2/10
Great Potential Ruined by Plot Absurdities
19 July 2009
Warning: Spoilers
The first scene of the film was very well done; it set up what I thought would be the makings of a very intelligent theme for exploration. In escaping the zombie attack on the farm house, the sole survivor, having left his wife behind, has to live with himself. Given the circumstances presented, many viewers would be torn between hating him and understanding his decision. It was clear that in staying behind and answering his wife's plea for help, he would have died. He later tearfully apologizes to his surviving kids in what I felt was a very effective scene. The daughter tells him that she and her brother are glad he survived. And that is exactly the point, isn't it? Had he answered his wife's call, he would have needlessly died, and the children would have had no parents at all. Nevertheless, his guilt was clear and consuming. What a great potential issue to explore in a horror movie, and what immense possibilities it could have led to.

I was disappointed that such was not on the filmmakers' agenda. What could have been an intelligent and unconventional approach to such a film was abandoned in short order. All the more disappointing in that the movie devolved into just another guts/guns/gore flick, with much sound and fury signifying nothing.

Apparently that was all that the makers of the film were really interested in producing, with little or no point to it. Especially in that, in terms of the "plot" they threw logic and common sense to the wind. Apparenlty the mission was to ensure that the outbreak recurred, ensure mayhem and holocaust and death, no matter what. Perhaps in the midst of the chaos, the viewer would forget about, or excuse, the absurd liberties they had taken with the storyline and character development and motivations. I could not do it.

The great potential set up in that first scenes was spectacularly and almost criminally repudiated by the film, when the wife that the viewer thought was dead is miraculously found alive. Then found to be an asymptomatic carrier of the virus. Then, despite being of crucial importance as a source of a potential cure and a critical hazard in that she could readily infect someone, is left all alone and unguarded in a room for the husband/father to just waltz in with his access card, be infected, and then kill her.

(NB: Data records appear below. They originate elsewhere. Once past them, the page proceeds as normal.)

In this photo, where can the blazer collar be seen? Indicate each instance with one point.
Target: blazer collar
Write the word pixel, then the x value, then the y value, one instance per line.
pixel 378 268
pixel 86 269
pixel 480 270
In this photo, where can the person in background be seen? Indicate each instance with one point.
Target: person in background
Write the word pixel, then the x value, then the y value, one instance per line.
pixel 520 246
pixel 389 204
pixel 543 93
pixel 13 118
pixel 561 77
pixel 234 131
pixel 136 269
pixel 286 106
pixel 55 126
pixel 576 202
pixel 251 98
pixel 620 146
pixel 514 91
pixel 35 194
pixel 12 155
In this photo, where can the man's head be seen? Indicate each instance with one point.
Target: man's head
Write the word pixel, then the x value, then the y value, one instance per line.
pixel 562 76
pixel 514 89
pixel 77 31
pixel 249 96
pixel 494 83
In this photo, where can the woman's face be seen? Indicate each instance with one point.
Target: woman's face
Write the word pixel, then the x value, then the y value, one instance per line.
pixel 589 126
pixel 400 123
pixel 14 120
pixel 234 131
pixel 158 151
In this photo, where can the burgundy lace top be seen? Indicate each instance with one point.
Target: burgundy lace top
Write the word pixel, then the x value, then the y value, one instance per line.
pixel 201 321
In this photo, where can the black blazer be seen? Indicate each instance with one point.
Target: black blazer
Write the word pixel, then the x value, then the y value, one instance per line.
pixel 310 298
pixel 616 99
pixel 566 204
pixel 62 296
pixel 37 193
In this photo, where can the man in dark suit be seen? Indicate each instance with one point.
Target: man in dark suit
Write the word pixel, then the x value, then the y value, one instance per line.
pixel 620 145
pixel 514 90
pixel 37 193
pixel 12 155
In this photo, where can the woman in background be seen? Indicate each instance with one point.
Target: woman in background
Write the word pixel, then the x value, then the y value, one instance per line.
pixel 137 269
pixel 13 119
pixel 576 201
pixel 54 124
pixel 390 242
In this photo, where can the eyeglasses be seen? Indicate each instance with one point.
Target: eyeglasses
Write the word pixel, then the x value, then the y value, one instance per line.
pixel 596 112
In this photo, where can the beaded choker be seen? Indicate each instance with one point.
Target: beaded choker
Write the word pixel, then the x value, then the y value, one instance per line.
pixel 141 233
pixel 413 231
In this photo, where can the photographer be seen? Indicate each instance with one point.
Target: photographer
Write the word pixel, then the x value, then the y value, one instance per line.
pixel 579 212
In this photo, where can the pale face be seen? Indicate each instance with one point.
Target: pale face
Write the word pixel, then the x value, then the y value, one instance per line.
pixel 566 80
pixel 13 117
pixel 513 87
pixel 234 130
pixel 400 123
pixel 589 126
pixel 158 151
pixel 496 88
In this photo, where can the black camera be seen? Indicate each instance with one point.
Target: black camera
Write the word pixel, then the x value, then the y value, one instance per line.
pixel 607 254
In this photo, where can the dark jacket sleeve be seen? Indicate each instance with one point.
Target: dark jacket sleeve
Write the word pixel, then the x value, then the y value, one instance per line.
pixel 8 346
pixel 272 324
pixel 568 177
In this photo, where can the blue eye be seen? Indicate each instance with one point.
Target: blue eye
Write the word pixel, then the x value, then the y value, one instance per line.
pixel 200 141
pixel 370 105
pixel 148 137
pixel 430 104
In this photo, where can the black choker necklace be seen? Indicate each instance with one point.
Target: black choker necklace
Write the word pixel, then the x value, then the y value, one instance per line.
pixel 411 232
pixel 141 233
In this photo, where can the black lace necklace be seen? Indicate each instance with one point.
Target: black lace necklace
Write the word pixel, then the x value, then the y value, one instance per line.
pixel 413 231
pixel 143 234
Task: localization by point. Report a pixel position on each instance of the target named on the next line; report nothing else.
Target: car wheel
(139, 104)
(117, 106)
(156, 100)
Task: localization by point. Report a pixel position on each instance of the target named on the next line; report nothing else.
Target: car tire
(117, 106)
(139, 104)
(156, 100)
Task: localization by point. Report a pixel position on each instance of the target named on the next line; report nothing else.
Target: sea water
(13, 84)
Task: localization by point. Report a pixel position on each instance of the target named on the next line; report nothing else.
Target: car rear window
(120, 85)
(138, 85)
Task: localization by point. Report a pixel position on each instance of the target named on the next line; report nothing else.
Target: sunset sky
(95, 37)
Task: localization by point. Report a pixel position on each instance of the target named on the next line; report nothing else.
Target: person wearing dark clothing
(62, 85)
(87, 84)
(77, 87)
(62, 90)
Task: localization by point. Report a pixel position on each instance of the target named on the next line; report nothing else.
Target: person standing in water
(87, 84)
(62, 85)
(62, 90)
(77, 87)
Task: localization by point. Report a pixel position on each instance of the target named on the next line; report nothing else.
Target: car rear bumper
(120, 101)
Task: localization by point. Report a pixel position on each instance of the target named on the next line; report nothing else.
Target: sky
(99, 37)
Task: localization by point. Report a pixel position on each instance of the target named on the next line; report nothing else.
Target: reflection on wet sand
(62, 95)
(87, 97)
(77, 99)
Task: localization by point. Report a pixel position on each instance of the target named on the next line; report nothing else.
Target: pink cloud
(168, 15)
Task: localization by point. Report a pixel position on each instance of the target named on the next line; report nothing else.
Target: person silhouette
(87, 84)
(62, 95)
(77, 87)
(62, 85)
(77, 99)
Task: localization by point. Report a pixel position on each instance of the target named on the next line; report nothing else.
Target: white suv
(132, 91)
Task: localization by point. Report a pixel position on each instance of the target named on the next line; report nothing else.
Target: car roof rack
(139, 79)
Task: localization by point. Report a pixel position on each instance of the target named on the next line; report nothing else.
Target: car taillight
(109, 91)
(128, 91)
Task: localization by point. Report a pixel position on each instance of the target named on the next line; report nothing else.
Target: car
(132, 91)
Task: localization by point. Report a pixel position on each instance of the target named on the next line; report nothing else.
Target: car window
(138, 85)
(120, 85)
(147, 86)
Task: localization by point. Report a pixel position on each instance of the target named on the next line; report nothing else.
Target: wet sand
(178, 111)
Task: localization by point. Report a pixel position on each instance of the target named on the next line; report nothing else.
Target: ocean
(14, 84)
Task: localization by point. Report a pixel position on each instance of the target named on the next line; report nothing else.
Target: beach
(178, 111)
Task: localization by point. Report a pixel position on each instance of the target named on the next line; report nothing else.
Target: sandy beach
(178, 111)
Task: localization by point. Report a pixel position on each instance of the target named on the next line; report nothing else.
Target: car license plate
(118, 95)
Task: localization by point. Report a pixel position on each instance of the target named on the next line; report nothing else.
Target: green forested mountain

Huh?

It has also been noted by many here: 1) a military operation so lax and incompetent in terms of security and crisis response that one would be excused for thinking that the people in charge were actually yearning for, and actively trying to engineer, a provocation to give them an excuse to eventually blow everything up and kill everyone that they had been assigned to protect 2) the zombie dad who was apparently modeled after Forrest Gump, who appears everywhere, at the most ridiculously contrived times 3) two children who it is all but impossible to root for or care about, given that they, along with the mind-bogglingly incompetent military, were instrumental in reigniting the contagion 4) the million times before used plot device wherein the young medical officer (or scientist, cop, engineer-fill in the blank-) whose concerns are ignored or dismissed by superiors who are blind to what would have been obvious to any person with an IQ in the double digits.

A few plot holes can be explained or rationalized, but those in this film were so vast as to overwhelm everything. What started--I thought--as a thinking person's horror flick ended as just another mind numbing exercise in gore porn.